Having Problems Deploying the Certificates for Native Mode with a Windows Server 2008 CA?

  • Article

A number of customers have been having problems deploying the native mode certificates with Active Directory Certificate Services in Windows Server 2008, not least because the Web enrollment pages no longer allow you to request a certificate for the local computer store. The same issue applies if you’ve installed KB 922706 on a Windows Server 2003 CA, in order to update the Web enrollment pages for Windows Vista clients and Windows Server 2008 clients.

I’ve also recently heard from the forums that the new Windows Server 2008 v3 certificate templates seem to cause problems with native mode, and I’ve reproduced this myself. For example, if you deploy a site server signing certificate with a v3 template, the validation for the certificate succeeds on the Site Mode tab, but SMS_POLICY_PROVIDER returns error status message 5115 when it tries to sign the policies instead of the success status message 5116. I also haven’t had any success with v3 templates for site systems running on Windows Server 2008, or clients running Vista or Windows Server 2008.
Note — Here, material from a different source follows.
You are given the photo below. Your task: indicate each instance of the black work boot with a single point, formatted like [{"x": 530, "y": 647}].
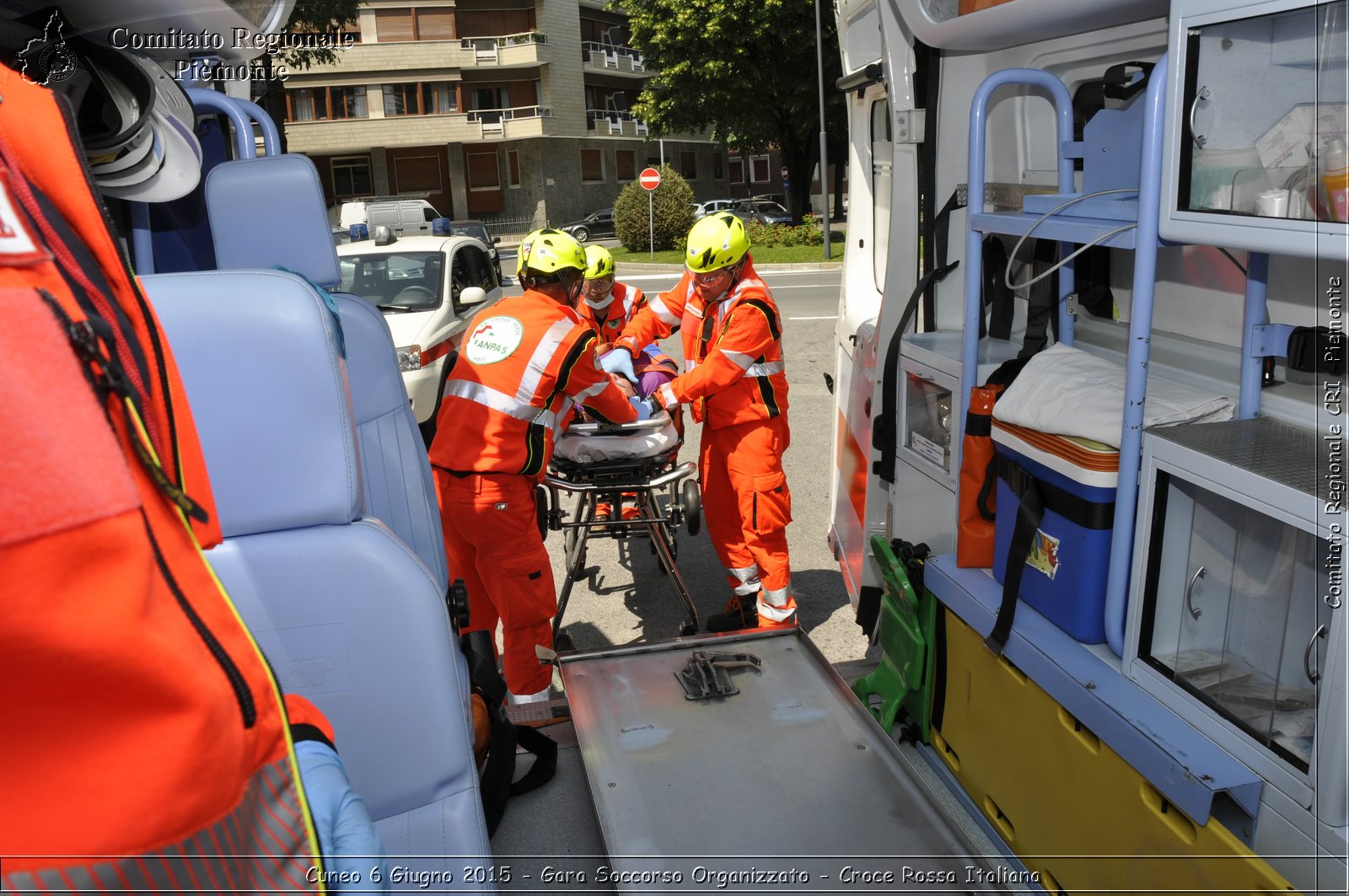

I’ve flagged the v3 certificate template issue for the product group to look into, but in the meantime I’ve been running multiple test migrations for native mode, using certificates deployed with Windows Server 2008 Active Directory Certificate Services and an enterprise CA with templates. I think I’ve now got a reliable, repeated procedure by using Certreq to request the site server signing certificate, and always choosing the default selection of “Windows 2003 Server, Enterprise Edition “ when duplicating the templates. I can’t honestly say that I’m a fan of using the command-line utiliy Certreq, but I’ve made my peace with it by opting for the simplest possible usage.

Update July 8th 2008: It has now been confirmed by the product group that Configuration Manager does not support certificates that are created with the new version 3 templates that are provided with Windows Server 2008. Certificates that are created with these templates use CNG crypto service providers, which are not supported by the product (and are not compatible with Windows XP and Windows Server 2003). This means that if you are creating certificates for native mode or out of band management, and you are using certificate templates with a Windows Server 2008 CA, use version 2 or version 1 templates. The product documentation will be updated with this information for R2.

I was going to write up the instructions in the blog, but actually found it easier to modify the existing step-by-step. This new version assumes that the site server is on a member server running Windows Server 2008, but the steps are close enough to follow if the site server is on Windows Server 2003, or if the CA is running Windows Server 2003 with KB 922706. Most differences are simply down to minor UI navigation differences between the two operating systems – for example, how to load the Certificates snap-in is slightly different on the later operating system platforms, and the steps to install the Web server certificate is for IIS7 rather than IIS6 (the latter is covered in the original step-by-step topic).

The client in the new step-by-step is Windows Vista, but I’ve also confirmed that it works on Windows XP, and servers running Windows Server 2003 or Windows Server 2008. I switched from using the Computer certificate template to the Workstation Authentication certificate template (this has just client authentication capability instead of client authentication and server authentication), and used autoenrollment with Group Policy rather than Automatic Certificate Setup Request method with Group Policy. This is the preferred deployment method for XP clients and later. It also uses a SAN extension with the DNS name. If you want to use the same client certificate for applications other than Configuration Manager, and they do not support the use of the SAN extension, you will have to modify the template to create a Subject name instead.

I won’t be able to publish this new topic until R2 releases, so if you would like a draft version to help you deploy the native mode certificates using Windows Server 2008 Active Directory Certificate Services (and also help me to test drive the instructions), send me an email via SMSDocs@Microsoft.com.

 

Update September 3rd 2008: The step-by-step instructions for a Windows Server 2008 CA are now published online: https://technet.microsoft.com/en-us/library/cc872789.aspx. Thank you to everybody who requested the draft version and followed up with me to confirm that the instructions worked! The documentation is also updated with information that the v3 certificate templates are not compatible with Configuration Manager, and the instructions for deploying the Web server certificate have been updated for IIS 7.0.

- Carol

This posting is provided AS IS with no warranties and confers no rights.